Eternal Sunshine of the Spotless Mind
Anyway, I'm not going to write a review of it cause I'm not a film critic. Luckily, one of the many hats that Patrick wears is fim critic (along with artist, cultural theorist, pianist, accomplished writer, talented cook, puh-lease, you sure know how to make a person feel ashamedly envious and completely inadequate. Thank god, my ego is fairly sturdy :p.)
Anyway, this is my intelligent boyfriend's review:
I went into this film very worried. Everyone had been telling me how good it was, how brilliant it was, and I have to confess I was sceptical. Charlie Kaufman irritates me; his scripts are - in my opinion - frequently misanthropic and juvenile, his huge, winking quotation marks as gratuitous as anything Jerry Bruckheimer would produce. The last film he did with Michel Gondry, Human Nature, was one of the worst movies of 2001. Eternal Sunshine, however, defeated my expectations easily. This is far and away Kaufman’s most mature work, and Gondry has bought it to the big screen with a newfound sense of restraint.
Joel is having a hard time. He’s broken up with his girlfriend Clementine, and - to his horror - she has had an operation to erase all memory of him from her mind. In a fit of pique, Joel decides to have the same procedure performed on himself. The anaesthetic isn’t so successful, though, and halfway through, Joel wakes up in his own head. Now, struck with the realisation that he doesn’t want to forget his relationship with Clementine, Joel is racing through his own memories, trying to find a place to hide her. What could be played out as a thriller instead becomes a gentle drama, with Joel, Clementine, and the other characters struggling with the ramifications of memory, loss and time.
Much has been made of Gondry’s virtuoso technique in this film. As Joel’s memory gets erased, the very buildings and people themselves disappear, segueing smoothly into another memory, and another. The fact is, though, Gondry has really reigned himself in. Gone is the manic whimsy and endless mirror-halls of his music video-clips. Faced with a finite idea, Gondry has had to deal with things disappearing instead of multiplying, and for the most part he’s very faithful to that. The camera is - if not subtle - at least very understandable, and mainly unobtrusive. There is a section in the middle that harks back - for both Gondry and Kaufman - to their earlier work, but it’s kept in check by the steadily moving narrative.
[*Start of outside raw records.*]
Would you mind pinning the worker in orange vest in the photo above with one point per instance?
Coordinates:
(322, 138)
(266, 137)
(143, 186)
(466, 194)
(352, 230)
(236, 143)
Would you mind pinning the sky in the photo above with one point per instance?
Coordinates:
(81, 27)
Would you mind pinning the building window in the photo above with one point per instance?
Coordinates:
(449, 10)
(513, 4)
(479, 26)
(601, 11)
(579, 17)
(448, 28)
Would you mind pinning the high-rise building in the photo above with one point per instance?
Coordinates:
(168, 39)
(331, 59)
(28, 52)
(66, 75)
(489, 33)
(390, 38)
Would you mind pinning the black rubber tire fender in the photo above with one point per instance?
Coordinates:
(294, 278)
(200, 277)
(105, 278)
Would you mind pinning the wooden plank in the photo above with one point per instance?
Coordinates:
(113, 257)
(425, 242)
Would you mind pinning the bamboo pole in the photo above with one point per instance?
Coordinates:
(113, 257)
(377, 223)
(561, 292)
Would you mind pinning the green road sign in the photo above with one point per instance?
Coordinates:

The cast themselves are all fantastic. Jim Carrey - so much better when he’s not trying to wring an Oscar out of someone - captures Joel’s confusion, sadness and also muted joy perfectly. Kate Winslet, always great, lends a typically shrill and irrational Kaufman woman a sense of appeal that she otherwise might not have. Mark Ruffalo, Kirsten Dunst and Tom Wilkinson flesh out supporting roles adroitly and no one really puts a step wrong.
Eternal Sunshine isn’t trying to say something particularly profound, but - unlike all of Kaufman’s other work - it’s subtle, and I really enjoyed not to being spoonfed. The idea of erasing our memories, is, ironically, not one that we need a machine for. Everyone can look back at moments in their past with a sense of wonder at the flood of emotions accompanying them. Indeed, everyone erases their memories to one extent or another, and watching Joel rage against the dying of the light, we can also empathise with that. The film, for the most part, is played as an elegy to forgetting. Joel and the other characters - unlike most of us - are confronted by their own subjectivity, and the gulf is a wide one.
And yet, the film isn’t pessimistic. There is an implication here that there are some things we can’t forget, and some things we should, too. Listening afresh to tapes that they can’t remember recording, we share the protagonists’ sense of horror because emotions shouldn’t be set in stone, it’s just not human. In keeping the focus narrow - inside of one man’s head - Eternal Sunshine of The Spotless Mind becomes something surprisingly simple, elegant and emotional. Ignoring the culture he seems to detest so much has left Kaufman with something better: humanity. Here’s hoping it stays in his work.
PS.
Patrick and I disagree on the ending. I reckon they get back together and give it a second shot. Which is strange because he's more of a romantic than I am.